Plantains, Sugar Cane Juice, and the Unifying Comfort of a Cuban Café
Las Olas is a humble Miami anomaly amidst the soaring multi-million dollar condos and upscale restaurants in the neighborhood—a place that attracts mail carriers, construction workers, and Russian oligarchs alike.
All photos by author
The Cuban café is to Miami what the diner is to many towns in northern New Jersey and the drive-thru is to LA. It's the kind of restaurant that says a lot about the place where it's located—and a spot where you can get anything from a great cup of home-style coffee to a satisfying dinner and everything in between.
Last month, I spent a couple of days at Las Olas Café in Miami Beach. It's one of the few old school Cuban places left in glitzy, high-rent South Beach. Located in SoFI—that's South of Fifth, meaning south of Fifth Street, almost at the southern tip of Miami Beach—Las Olas is a humble anomaly amidst the soaring multi-million dollar condos and the much more upscale restaurants in the neighborhood. It attracts local mail carriers, construction workers, and Russian oligarchs alike.
Las Olas Cafe brings to this almost completely gentrified neighborhood a touch of the past—when the area was a site of the events that underlie Scarface, i.e., the place where thousands of Marielitos washed up on shore thanks to Castro's decisions to open the gates to his prisons, back in 1980. It was a time when a comforting plate of ropa vieja finished off with a cortadito and a pastelito were very much in order. Las Olas Café is a reminder that the Miami of the past—a Miami built on the backs of dispossessed Cubans—still lives beneath the surface.
Pastelito de guayaba
Ironically, the place hasn't been there that long—only since the early 2010s. In the scheme of the classic Cuban restaurant in Miami—places like Versailles and La Carreta, which were opened by the refugees who came to Miami from Cuba in the early 1960s—that's nothing. Those places are so well known that they feed presidents and have outposts at the local airport.
But Las Olas Café is most certainly legit and has become an unshakable presence in the daily lives of many.
People may differ over what the true test is for an authentic Cuban restaurant. Certain hallmarks, however, are a must: amazing cafecitos, strong and sweet enough to make your teeth sting; a walk-up window where you can procure said coffee and shoot the shit in Spanish with your neighbors, while cursing Fidel to the fullest; a bunch of officious ladies serving guava and cheese infused pastelitos; a menu—with pictures, of course—that continues for a few pages, serving breakfast, lunch, dinner, and snacks; and a screeching juicer making guarapa, the cloyingly sweet sugarcane drink that's sure to leave you in a sweaty daze.

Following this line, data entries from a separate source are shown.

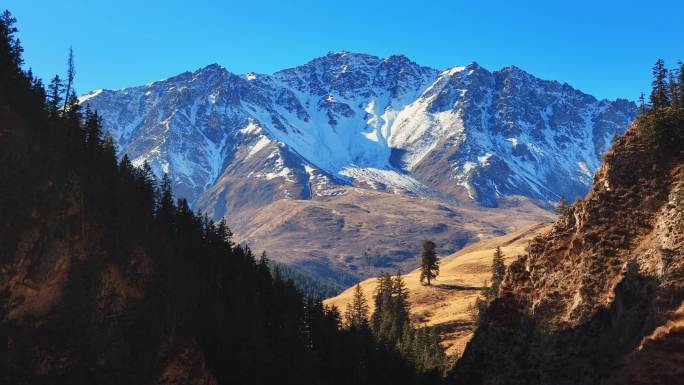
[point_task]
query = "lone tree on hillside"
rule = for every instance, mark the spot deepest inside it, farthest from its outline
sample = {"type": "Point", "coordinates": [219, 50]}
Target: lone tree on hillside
{"type": "Point", "coordinates": [498, 272]}
{"type": "Point", "coordinates": [659, 94]}
{"type": "Point", "coordinates": [562, 207]}
{"type": "Point", "coordinates": [429, 265]}
{"type": "Point", "coordinates": [357, 311]}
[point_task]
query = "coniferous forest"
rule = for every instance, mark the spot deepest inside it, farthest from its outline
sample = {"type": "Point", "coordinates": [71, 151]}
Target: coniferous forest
{"type": "Point", "coordinates": [106, 279]}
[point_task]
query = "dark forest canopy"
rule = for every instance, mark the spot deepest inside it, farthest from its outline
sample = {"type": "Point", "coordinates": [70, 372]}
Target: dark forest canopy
{"type": "Point", "coordinates": [143, 290]}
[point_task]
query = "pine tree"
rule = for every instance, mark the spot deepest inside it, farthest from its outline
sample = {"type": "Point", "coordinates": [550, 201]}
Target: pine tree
{"type": "Point", "coordinates": [498, 272]}
{"type": "Point", "coordinates": [69, 94]}
{"type": "Point", "coordinates": [563, 207]}
{"type": "Point", "coordinates": [642, 104]}
{"type": "Point", "coordinates": [357, 311]}
{"type": "Point", "coordinates": [659, 93]}
{"type": "Point", "coordinates": [429, 265]}
{"type": "Point", "coordinates": [383, 303]}
{"type": "Point", "coordinates": [680, 81]}
{"type": "Point", "coordinates": [673, 88]}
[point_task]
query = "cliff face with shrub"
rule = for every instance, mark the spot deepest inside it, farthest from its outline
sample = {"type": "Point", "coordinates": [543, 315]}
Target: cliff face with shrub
{"type": "Point", "coordinates": [598, 299]}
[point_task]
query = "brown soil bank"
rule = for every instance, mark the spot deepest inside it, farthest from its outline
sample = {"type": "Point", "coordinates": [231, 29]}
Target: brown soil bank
{"type": "Point", "coordinates": [598, 299]}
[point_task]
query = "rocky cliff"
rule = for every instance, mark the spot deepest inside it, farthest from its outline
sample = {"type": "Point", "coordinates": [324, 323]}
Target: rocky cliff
{"type": "Point", "coordinates": [598, 298]}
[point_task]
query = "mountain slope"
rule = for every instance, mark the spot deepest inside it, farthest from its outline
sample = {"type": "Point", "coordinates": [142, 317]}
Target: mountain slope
{"type": "Point", "coordinates": [597, 299]}
{"type": "Point", "coordinates": [354, 118]}
{"type": "Point", "coordinates": [245, 146]}
{"type": "Point", "coordinates": [447, 304]}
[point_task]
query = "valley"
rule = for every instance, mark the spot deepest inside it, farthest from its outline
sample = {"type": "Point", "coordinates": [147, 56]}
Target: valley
{"type": "Point", "coordinates": [345, 164]}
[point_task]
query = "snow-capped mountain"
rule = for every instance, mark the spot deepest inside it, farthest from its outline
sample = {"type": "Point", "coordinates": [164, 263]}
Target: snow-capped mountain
{"type": "Point", "coordinates": [345, 164]}
{"type": "Point", "coordinates": [356, 119]}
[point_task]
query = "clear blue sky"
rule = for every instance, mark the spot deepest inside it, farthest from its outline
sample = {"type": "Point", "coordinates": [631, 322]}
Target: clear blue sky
{"type": "Point", "coordinates": [605, 48]}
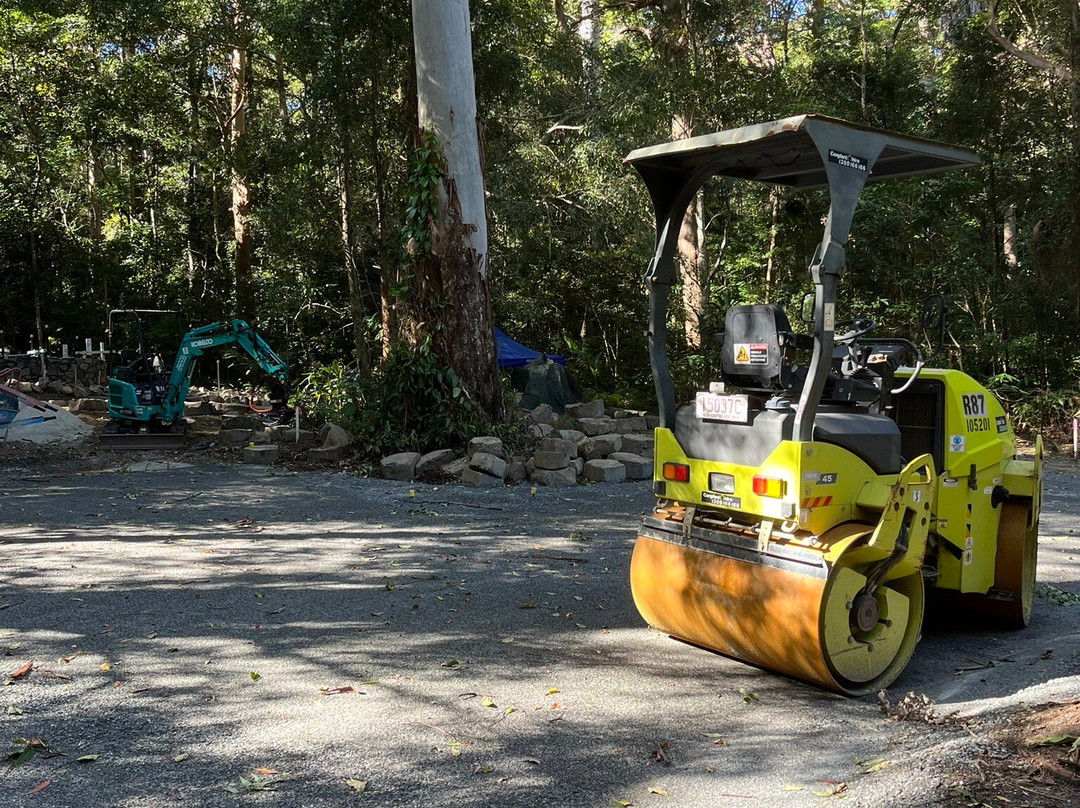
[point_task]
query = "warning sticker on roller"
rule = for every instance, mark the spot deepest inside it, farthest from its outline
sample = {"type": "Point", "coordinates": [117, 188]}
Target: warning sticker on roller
{"type": "Point", "coordinates": [724, 500]}
{"type": "Point", "coordinates": [752, 353]}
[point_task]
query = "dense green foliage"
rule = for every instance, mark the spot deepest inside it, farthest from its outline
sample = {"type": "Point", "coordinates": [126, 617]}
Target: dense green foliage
{"type": "Point", "coordinates": [116, 171]}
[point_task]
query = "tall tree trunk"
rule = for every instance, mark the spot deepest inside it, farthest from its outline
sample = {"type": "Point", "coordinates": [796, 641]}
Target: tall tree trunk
{"type": "Point", "coordinates": [238, 144]}
{"type": "Point", "coordinates": [457, 271]}
{"type": "Point", "coordinates": [348, 247]}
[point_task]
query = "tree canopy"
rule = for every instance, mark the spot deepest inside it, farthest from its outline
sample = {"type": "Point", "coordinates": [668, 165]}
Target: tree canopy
{"type": "Point", "coordinates": [125, 125]}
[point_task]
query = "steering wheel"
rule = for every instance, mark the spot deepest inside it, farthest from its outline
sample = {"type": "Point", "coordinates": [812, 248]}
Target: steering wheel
{"type": "Point", "coordinates": [859, 326]}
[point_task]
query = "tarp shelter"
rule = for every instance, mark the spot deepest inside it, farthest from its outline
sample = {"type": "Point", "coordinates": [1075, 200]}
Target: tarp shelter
{"type": "Point", "coordinates": [514, 354]}
{"type": "Point", "coordinates": [540, 378]}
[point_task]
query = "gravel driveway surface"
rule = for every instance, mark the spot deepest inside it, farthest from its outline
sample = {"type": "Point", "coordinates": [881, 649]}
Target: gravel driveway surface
{"type": "Point", "coordinates": [361, 646]}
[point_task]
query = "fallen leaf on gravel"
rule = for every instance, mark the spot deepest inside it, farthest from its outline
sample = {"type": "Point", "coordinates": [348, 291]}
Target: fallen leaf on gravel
{"type": "Point", "coordinates": [834, 788]}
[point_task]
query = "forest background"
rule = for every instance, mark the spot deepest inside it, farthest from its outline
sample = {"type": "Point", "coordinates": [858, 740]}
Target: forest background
{"type": "Point", "coordinates": [260, 158]}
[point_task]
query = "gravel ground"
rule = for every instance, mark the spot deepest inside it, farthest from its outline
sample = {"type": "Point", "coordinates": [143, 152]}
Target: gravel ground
{"type": "Point", "coordinates": [189, 625]}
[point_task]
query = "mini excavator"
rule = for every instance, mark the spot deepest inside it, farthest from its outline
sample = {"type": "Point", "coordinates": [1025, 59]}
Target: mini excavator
{"type": "Point", "coordinates": [146, 402]}
{"type": "Point", "coordinates": [806, 507]}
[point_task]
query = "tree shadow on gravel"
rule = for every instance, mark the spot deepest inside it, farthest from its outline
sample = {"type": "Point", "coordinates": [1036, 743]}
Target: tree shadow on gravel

But above all, a true Cuban restaurant makes a great or Cuban sandwich—the toasted pork, ham, and cheese delight that doesn't taste the same anywhere out of sub-tropical climes. It's the dish that has been endlessly championed for decades and is what most people think of when they see some guy in the kitchen wearing a guayabera.
Las Olas Café makes a great Cuban sandwich. In fact, Michael and Jane Stern of fame, have deemed it to be the best. With fresh roasted pork loin, real butter slathered on the bread before it hits the plancha, and plenty of pickles and yellow mustard, it is, they write, "a single sensational chord of flavor." I've been eating them since I was a kid and I'd have to say I agree. Too many joints in Miami serve their Cubanos half-toasted, with inferior meats, and slathered with margarine. Not Las Olas. I can concur that the Cubano there is beautifully toasted and complex in flavor. It's the real deal.

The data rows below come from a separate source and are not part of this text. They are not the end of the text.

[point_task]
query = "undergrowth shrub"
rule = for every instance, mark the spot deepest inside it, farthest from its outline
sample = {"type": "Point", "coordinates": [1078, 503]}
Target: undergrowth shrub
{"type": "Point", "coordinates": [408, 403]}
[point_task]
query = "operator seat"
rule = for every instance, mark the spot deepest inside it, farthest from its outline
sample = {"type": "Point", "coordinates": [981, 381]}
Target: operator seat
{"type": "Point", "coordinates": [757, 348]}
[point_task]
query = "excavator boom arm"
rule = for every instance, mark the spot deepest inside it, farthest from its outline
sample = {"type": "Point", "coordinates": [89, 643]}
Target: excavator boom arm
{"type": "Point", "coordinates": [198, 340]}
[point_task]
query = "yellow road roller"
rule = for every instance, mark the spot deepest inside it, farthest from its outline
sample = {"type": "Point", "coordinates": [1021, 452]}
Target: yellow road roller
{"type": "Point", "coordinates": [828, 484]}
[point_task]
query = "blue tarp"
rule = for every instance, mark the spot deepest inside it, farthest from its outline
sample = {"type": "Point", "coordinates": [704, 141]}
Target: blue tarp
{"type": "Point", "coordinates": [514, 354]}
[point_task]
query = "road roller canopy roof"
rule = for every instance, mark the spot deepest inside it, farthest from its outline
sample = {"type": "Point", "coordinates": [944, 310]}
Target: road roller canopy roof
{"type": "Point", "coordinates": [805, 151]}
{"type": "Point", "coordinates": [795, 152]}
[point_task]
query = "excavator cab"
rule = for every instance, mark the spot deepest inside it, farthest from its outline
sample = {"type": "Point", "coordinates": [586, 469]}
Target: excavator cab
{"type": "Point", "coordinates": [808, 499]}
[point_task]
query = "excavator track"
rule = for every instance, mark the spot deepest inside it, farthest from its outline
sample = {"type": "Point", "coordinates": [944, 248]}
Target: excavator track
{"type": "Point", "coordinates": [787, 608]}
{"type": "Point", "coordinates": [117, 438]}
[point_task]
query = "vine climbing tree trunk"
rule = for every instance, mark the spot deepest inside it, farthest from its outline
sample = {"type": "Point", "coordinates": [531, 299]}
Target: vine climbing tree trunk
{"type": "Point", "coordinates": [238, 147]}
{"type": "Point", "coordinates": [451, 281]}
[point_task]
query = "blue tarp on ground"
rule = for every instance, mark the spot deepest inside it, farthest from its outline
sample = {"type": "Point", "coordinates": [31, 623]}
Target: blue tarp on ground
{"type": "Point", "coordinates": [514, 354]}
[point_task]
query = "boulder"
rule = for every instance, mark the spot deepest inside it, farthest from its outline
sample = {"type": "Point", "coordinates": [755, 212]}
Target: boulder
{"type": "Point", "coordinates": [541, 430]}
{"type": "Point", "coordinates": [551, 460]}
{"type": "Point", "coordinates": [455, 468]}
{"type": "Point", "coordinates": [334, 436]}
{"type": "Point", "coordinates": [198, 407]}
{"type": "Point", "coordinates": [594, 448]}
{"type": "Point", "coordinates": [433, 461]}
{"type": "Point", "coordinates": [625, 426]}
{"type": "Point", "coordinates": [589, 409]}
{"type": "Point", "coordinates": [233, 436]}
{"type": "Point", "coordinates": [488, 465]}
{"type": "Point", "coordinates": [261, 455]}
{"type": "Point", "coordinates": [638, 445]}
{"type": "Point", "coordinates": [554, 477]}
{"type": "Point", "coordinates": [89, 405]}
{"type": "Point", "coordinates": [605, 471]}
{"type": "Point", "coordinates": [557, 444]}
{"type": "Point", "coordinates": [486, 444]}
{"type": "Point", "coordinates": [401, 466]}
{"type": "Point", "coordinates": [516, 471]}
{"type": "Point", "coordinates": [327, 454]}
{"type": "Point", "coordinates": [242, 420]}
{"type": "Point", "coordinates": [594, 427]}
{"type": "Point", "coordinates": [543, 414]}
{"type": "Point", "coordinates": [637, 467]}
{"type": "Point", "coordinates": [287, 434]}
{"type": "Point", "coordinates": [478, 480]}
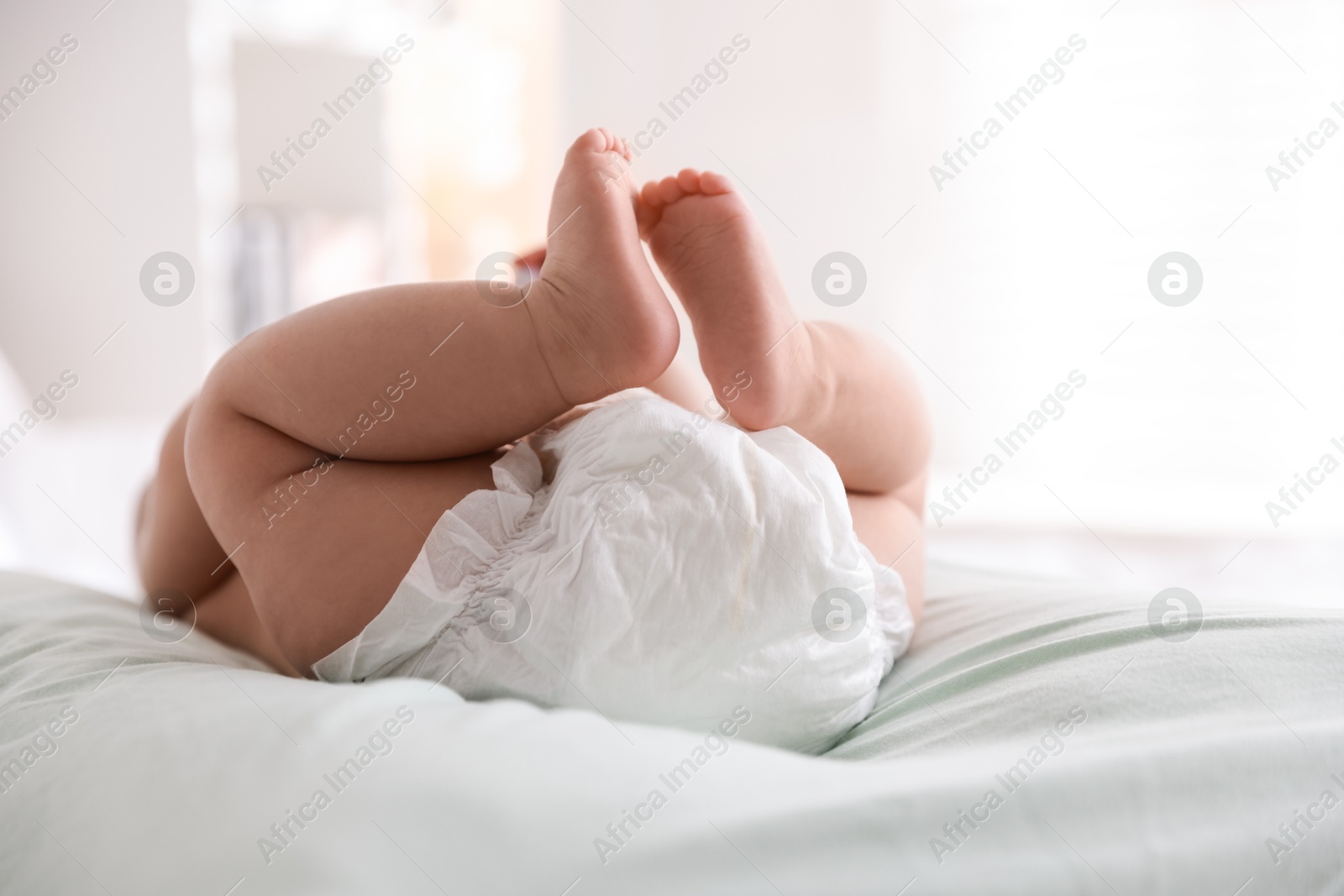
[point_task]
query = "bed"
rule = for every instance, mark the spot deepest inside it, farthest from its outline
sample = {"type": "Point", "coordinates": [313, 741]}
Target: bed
{"type": "Point", "coordinates": [1124, 761]}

But a Cuban restaurant can't stand on a Cubano alone. In the name of science, I had to try some more dishes. A kid from South Korea named Sang-Joon approached me and, communicating through a translation app on his phone, he asked me what to order. He had seen the line out the door and decided to come in. I recommended the lechon and the ropa vieja. And platanos and black beans, of course. All were superior.
The guava pastelito was flaky and sweet, sort of like a croissant crossed with a Danish. The ham and cheese were hot and crispy. And the true test—the cortadito, espresso "cut" with a dash of milk—was great. It's the little details that makes Las Olas stand out in the nearly unending sea of pan con bistecs and platanos.

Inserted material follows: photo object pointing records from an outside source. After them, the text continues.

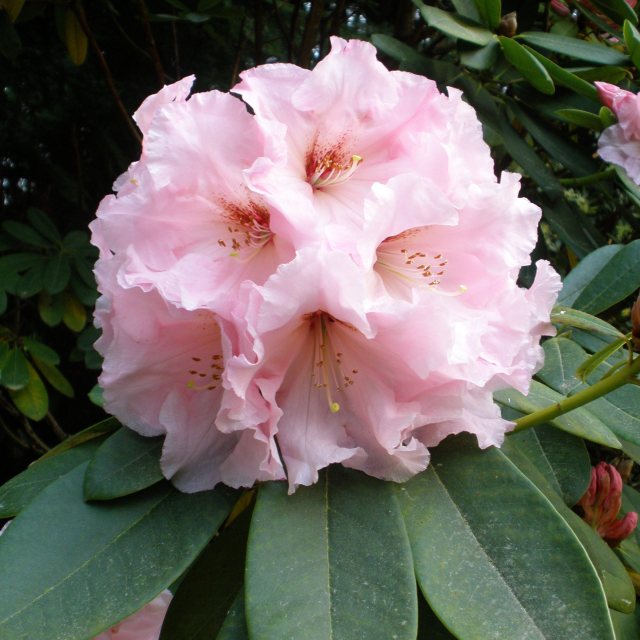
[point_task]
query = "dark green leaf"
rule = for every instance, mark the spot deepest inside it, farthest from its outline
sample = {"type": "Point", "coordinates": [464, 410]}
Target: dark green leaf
{"type": "Point", "coordinates": [492, 556]}
{"type": "Point", "coordinates": [32, 281]}
{"type": "Point", "coordinates": [42, 223]}
{"type": "Point", "coordinates": [25, 233]}
{"type": "Point", "coordinates": [632, 40]}
{"type": "Point", "coordinates": [558, 147]}
{"type": "Point", "coordinates": [32, 400]}
{"type": "Point", "coordinates": [584, 272]}
{"type": "Point", "coordinates": [50, 309]}
{"type": "Point", "coordinates": [74, 314]}
{"type": "Point", "coordinates": [617, 10]}
{"type": "Point", "coordinates": [41, 351]}
{"type": "Point", "coordinates": [54, 377]}
{"type": "Point", "coordinates": [579, 422]}
{"type": "Point", "coordinates": [574, 48]}
{"type": "Point", "coordinates": [95, 431]}
{"type": "Point", "coordinates": [125, 463]}
{"type": "Point", "coordinates": [16, 262]}
{"type": "Point", "coordinates": [619, 278]}
{"type": "Point", "coordinates": [45, 570]}
{"type": "Point", "coordinates": [201, 603]}
{"type": "Point", "coordinates": [14, 373]}
{"type": "Point", "coordinates": [617, 586]}
{"type": "Point", "coordinates": [309, 573]}
{"type": "Point", "coordinates": [57, 273]}
{"type": "Point", "coordinates": [490, 11]}
{"type": "Point", "coordinates": [23, 488]}
{"type": "Point", "coordinates": [580, 118]}
{"type": "Point", "coordinates": [626, 625]}
{"type": "Point", "coordinates": [618, 410]}
{"type": "Point", "coordinates": [528, 65]}
{"type": "Point", "coordinates": [560, 457]}
{"type": "Point", "coordinates": [454, 26]}
{"type": "Point", "coordinates": [569, 317]}
{"type": "Point", "coordinates": [482, 58]}
{"type": "Point", "coordinates": [235, 625]}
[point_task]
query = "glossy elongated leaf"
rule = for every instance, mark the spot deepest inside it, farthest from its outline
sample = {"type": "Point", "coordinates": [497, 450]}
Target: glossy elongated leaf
{"type": "Point", "coordinates": [632, 40]}
{"type": "Point", "coordinates": [561, 458]}
{"type": "Point", "coordinates": [74, 315]}
{"type": "Point", "coordinates": [14, 372]}
{"type": "Point", "coordinates": [330, 561]}
{"type": "Point", "coordinates": [574, 48]}
{"type": "Point", "coordinates": [41, 351]}
{"type": "Point", "coordinates": [57, 274]}
{"type": "Point", "coordinates": [25, 233]}
{"type": "Point", "coordinates": [235, 625]}
{"type": "Point", "coordinates": [573, 228]}
{"type": "Point", "coordinates": [619, 410]}
{"type": "Point", "coordinates": [584, 272]}
{"type": "Point", "coordinates": [23, 488]}
{"type": "Point", "coordinates": [125, 463]}
{"type": "Point", "coordinates": [407, 56]}
{"type": "Point", "coordinates": [32, 400]}
{"type": "Point", "coordinates": [563, 76]}
{"type": "Point", "coordinates": [45, 570]}
{"type": "Point", "coordinates": [579, 422]}
{"type": "Point", "coordinates": [199, 608]}
{"type": "Point", "coordinates": [626, 625]}
{"type": "Point", "coordinates": [528, 65]}
{"type": "Point", "coordinates": [581, 320]}
{"type": "Point", "coordinates": [615, 580]}
{"type": "Point", "coordinates": [581, 118]}
{"type": "Point", "coordinates": [558, 147]}
{"type": "Point", "coordinates": [43, 224]}
{"type": "Point", "coordinates": [617, 10]}
{"type": "Point", "coordinates": [75, 38]}
{"type": "Point", "coordinates": [619, 278]}
{"type": "Point", "coordinates": [102, 428]}
{"type": "Point", "coordinates": [54, 377]}
{"type": "Point", "coordinates": [476, 526]}
{"type": "Point", "coordinates": [455, 26]}
{"type": "Point", "coordinates": [490, 12]}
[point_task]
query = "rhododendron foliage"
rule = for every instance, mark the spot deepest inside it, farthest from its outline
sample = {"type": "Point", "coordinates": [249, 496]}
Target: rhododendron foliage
{"type": "Point", "coordinates": [142, 625]}
{"type": "Point", "coordinates": [330, 277]}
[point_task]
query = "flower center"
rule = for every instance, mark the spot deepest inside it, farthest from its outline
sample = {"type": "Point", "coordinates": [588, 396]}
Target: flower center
{"type": "Point", "coordinates": [330, 171]}
{"type": "Point", "coordinates": [247, 226]}
{"type": "Point", "coordinates": [328, 372]}
{"type": "Point", "coordinates": [396, 255]}
{"type": "Point", "coordinates": [205, 370]}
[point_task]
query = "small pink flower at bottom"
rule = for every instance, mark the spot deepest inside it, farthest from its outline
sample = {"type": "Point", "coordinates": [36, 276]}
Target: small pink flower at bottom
{"type": "Point", "coordinates": [145, 624]}
{"type": "Point", "coordinates": [601, 505]}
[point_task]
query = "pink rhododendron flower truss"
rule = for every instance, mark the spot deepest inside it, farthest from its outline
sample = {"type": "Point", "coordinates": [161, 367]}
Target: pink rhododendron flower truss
{"type": "Point", "coordinates": [330, 278]}
{"type": "Point", "coordinates": [620, 143]}
{"type": "Point", "coordinates": [142, 625]}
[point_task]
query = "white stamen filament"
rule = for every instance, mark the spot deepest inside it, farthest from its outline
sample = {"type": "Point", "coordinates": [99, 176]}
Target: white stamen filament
{"type": "Point", "coordinates": [329, 172]}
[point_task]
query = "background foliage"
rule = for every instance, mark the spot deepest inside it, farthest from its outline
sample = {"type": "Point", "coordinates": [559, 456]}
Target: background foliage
{"type": "Point", "coordinates": [72, 73]}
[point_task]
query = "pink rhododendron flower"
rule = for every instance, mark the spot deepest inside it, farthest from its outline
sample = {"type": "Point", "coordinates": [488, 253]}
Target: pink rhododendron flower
{"type": "Point", "coordinates": [601, 505]}
{"type": "Point", "coordinates": [142, 625]}
{"type": "Point", "coordinates": [330, 279]}
{"type": "Point", "coordinates": [620, 143]}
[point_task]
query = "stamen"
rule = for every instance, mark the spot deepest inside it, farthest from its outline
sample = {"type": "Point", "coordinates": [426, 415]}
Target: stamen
{"type": "Point", "coordinates": [400, 256]}
{"type": "Point", "coordinates": [329, 171]}
{"type": "Point", "coordinates": [327, 372]}
{"type": "Point", "coordinates": [247, 227]}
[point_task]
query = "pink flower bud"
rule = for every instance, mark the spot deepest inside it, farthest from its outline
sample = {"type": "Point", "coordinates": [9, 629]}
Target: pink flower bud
{"type": "Point", "coordinates": [607, 93]}
{"type": "Point", "coordinates": [601, 505]}
{"type": "Point", "coordinates": [635, 323]}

In the end, eating at Las Olas for an almost-sickening total of four times in two days made one thing clear to me: Growing up, a Jewish kid in what is certainly one of the largest hubs in the Latin American world, I could easily have felt like I was on the other side of the looking glass. But unfaltering institutions of Cubano cooking like Las Olas Café can unite us all.